Friday, August 25, 2017

Understanding How Minimum Wage Affects Spending and Debt

Photo by Irina on Unsplash
The federal minimum wage has remained steady since 2009 at a rate of approximately $7.25. State and local laws, however, have ensured that workers from coast-to-coast have been able to meet the constant rise in the standard of living in their areas by raising the minimum wage in order to ensure individual needs can be met. 

Minimum Wage

Yet, organized labor and anti-poverty groups continue to push for ever more regulations at the federal level. Even though the idea remains popular with the general populous, researchers evaluating the benefits of such a move have found clear racial and partisan differences when it comes to support. 

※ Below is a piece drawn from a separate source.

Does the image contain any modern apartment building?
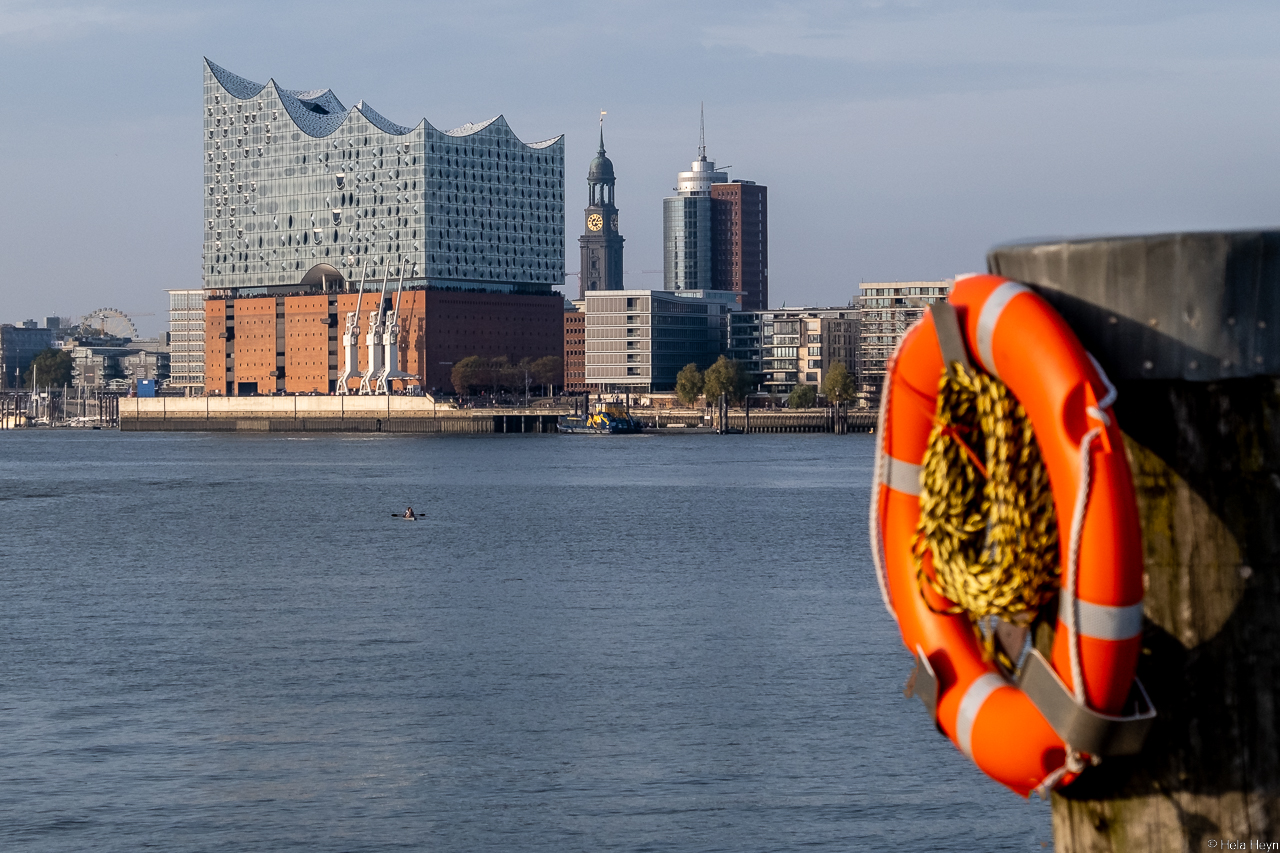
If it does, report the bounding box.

Like throwing a stone into a pond, there is a ripple effect that cannot be ignored. Here are a few facts to keep in mind when deciding whether or not you should support the proposed change in the minimum wage.

Spending and the Minimum Wage

A research project based on a Consumer Expenditure Survey found that following a year when the minimum wage was raised by $1, spending rose, on average, $700 per quarter in homes where minimum wage workers lived. 

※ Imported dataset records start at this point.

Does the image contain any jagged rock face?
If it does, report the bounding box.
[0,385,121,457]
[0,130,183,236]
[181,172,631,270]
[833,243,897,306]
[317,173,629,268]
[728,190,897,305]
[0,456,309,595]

The extra money was frequently spent on durable goods especially on new trucks and cars. Unfortunately, such purchases were often financed purchases. When evaluating spending response data, two facts comes to light. 

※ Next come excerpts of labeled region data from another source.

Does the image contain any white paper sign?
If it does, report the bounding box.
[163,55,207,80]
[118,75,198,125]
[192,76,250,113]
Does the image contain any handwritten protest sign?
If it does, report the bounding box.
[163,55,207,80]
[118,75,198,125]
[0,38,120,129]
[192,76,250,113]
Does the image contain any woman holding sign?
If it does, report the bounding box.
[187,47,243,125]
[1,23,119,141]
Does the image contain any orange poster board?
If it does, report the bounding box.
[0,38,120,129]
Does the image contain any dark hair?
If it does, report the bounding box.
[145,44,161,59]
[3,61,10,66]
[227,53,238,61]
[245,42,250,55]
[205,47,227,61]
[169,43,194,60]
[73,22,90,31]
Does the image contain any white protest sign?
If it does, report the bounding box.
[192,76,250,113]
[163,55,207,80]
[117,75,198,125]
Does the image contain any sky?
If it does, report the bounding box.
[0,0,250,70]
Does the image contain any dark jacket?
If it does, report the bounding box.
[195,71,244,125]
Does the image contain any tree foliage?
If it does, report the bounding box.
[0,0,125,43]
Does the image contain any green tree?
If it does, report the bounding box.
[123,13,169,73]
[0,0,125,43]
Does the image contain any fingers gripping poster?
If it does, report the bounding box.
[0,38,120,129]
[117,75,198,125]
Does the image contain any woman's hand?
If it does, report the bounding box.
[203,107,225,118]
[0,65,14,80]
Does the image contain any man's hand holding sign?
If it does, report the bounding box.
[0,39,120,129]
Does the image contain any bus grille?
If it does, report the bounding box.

First, the total spending increase primarily happens during the first quarter after the minimum wage is increased rather than before despite the fact laws are usually passed up to 18 months in advance. 

Secondly, spending remains at that level before beginning a slow decline to pre-hike levels but only after many months. In other words, spending increases more than earnings immediately after a hike.

Debt and the Minimum Wage

The same aforementioned survey found that household debt that included autos, home equity and credit card debt rose during the first year after a minimum wage increase in homes where the total income was below $20,000 per year. 

Those households likely included the most minimum wage workers. It was also discovered that in higher-income households, the same did not hold true. In fact, there was very little change when it came to spending that resulted in debt. 

Just as with spending declining months after a wage hike has been instituted, so does debt. In fact, by the end of the second year it declines significantly. What the pattern proves is that much of the early consumption response is, in fact, debt-financed spending.

Aggregate Spending and the Sunshine Act

Although the research study mentioned above provided valuable insight into consumer spending-debt response to minimum wage increases, it was limited to subject reports by survey which are limited and, depending on the subject, sometimes even suspect. 

In response, legislation has been proposed in the form of the Aggregate Spending and the Sunshine Act which would require individual business domains to report transactions related to research and development, medical affairs, manufacturing, consumer spending and other types of transactions that must be taken into consideration when evaluating the true impact of raising the minimum wage.

In order for the government to make an informed decision on the issue of whether or not to raise the minimum wage, a robust master customer data file is required. Although the Consumer Expenditure Survey has been insightful, it is lacking. 

It is anticipated that it will take the collection of huge amounts of transactional data to determine the true impact of wage changes. It will become the linchpin in new compliance reporting designed to bring greater transparency to financial transactions and ensure that minimum wage workers are not left behind.